Some of his associates believe he may spend the remaining five weeks of the first term in Florida, while others say that was discussed but isn’t likely.
“Elizabeth Warren is not going to be treasury secretary. Bernie Sanders seems unlikely to lead the Labor Department. And progressives have so far failed to persuade President-elect Joe Biden to put their favored candidates in top jobs for his administration,” NBC News reports.
“But they appear to have succeeded in making enough noise to keep out their biggest foes, at least for now.”
Associated Press: “As Donald Trump’s presidency winds down, his administration is ratcheting up the pace of federal executions despite a surge of coronavirus cases in prisons, announcing plans for five starting Thursday and concluding just days before the Jan. 20 inauguration of President-elect Joe Biden.”
“If the five go off as planned, it will make 13 executions since July when the Republican administration resumed putting inmates to death after a 17-year hiatus and will cement Trump’s legacy as the most prolific execution president in over 130 years. He’ll leave office having executed about a quarter of all federal death-row prisoners, despite waning support for capital punishment among both Democrats and Republicans.”
“State police brandishing firearms raided the home of Rebekah Jones, the former Department of Health data scientist who built the state’s much-praised COVID-19 dashboard before being fired over what she said was refusing to ‘manipulate data,’” the Tallahassee Democrat reports.
“Jones — who launched her own COVID-19 dashboard after she was fired, and used crowdsourcing to raise money to support it — said the agents knocked on her door around 8:30 a.m. that morning, took all her ‘hardware and tech’ after showing her a warrant based on a complaint filed by the Florida Department of Health.”
“Attorney General William Barr is considering stepping down before President Trump’s term ends next month, according to three people familiar with this thinking.

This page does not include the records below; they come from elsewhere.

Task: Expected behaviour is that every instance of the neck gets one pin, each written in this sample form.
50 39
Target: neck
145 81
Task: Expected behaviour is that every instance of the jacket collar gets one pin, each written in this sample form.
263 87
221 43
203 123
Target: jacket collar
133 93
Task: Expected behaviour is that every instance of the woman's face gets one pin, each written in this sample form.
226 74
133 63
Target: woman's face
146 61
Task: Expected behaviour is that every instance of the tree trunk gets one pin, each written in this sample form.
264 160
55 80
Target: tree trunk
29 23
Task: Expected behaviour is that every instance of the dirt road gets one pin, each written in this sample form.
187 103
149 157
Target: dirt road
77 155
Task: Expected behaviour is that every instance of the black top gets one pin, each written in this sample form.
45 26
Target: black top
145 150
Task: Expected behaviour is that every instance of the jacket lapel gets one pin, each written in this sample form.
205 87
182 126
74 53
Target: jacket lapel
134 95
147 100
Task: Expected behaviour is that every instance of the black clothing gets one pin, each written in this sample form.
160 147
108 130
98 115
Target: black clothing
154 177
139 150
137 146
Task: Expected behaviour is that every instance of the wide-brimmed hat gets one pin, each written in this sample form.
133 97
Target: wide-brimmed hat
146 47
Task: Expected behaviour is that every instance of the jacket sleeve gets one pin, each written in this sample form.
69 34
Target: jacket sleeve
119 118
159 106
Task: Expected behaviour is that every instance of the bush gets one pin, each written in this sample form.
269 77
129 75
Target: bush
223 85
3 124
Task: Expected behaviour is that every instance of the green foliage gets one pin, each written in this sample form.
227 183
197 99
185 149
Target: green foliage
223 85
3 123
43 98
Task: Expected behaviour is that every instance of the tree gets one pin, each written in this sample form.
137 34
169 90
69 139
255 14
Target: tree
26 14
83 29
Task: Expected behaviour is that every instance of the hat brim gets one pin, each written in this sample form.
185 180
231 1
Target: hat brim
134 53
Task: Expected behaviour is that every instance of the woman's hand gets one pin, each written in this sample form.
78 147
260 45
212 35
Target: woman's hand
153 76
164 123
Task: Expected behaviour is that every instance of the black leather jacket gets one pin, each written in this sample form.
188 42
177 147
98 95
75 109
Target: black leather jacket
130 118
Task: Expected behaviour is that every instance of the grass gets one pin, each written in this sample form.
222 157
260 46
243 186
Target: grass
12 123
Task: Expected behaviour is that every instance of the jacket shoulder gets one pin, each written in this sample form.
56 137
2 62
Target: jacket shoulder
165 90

One said Mr. Barr could announce his departure before the end of the year,” the New York Times reports.
“It was not clear whether the attorney general’s deliberations were influenced by Mr. Trump’s refusal to concede his election loss or his fury over Mr. Barr’s acknowledgment last week that the Justice Department uncovered no widespread voting fraud. In the ensuing days, the president refused to say whether he still had confidence in his attorney general.”
“Multiple House lawmakers, including the top Democrat and Republican on the House Armed Services Committee, have said they will cut their holiday short if necessary to override a veto by President Donald Trump of the National Defense Authorization Act,” CNN reports.

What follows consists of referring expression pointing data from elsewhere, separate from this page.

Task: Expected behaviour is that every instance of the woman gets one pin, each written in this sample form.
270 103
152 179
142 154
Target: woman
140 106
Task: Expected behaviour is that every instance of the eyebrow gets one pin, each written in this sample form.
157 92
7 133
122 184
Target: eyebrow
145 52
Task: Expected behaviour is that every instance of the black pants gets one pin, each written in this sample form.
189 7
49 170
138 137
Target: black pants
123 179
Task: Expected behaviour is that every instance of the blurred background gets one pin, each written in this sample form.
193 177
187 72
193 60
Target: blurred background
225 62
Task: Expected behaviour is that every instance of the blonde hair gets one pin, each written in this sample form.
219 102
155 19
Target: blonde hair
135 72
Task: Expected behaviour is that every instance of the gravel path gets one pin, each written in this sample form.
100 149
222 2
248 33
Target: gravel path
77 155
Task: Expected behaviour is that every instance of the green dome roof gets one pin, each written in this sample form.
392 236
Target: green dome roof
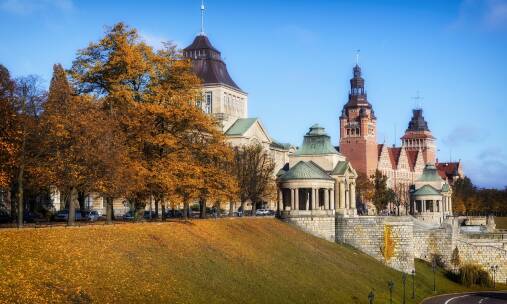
316 142
430 174
305 170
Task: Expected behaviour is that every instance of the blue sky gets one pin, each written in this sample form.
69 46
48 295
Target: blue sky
295 58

“There’s talk within Bidenworld of the president-elect ditching the typical flourish of arriving in Washington on an Air Force plane, pulling in instead on the same Amtrak train he rode to and from Delaware for 30 years as a senator,” Axios reports.
“President Trump is considering a made-for-TV grand finale: a White House departure on Marine One and final Air Force One flight to Florida for a political rally opposite Joe Biden’s inauguration,” Axios reports.
“The former network star is privately discussing using his waning powers as commander in chief to order up the exit he wants after dissing Biden by refusing to concede the election, welcome him to the White House or commit to attending his inauguration.”
“Immediately announcing he is running for re-election in 2024 would set up four years of Trump playing Biden’s critic-in-chief.”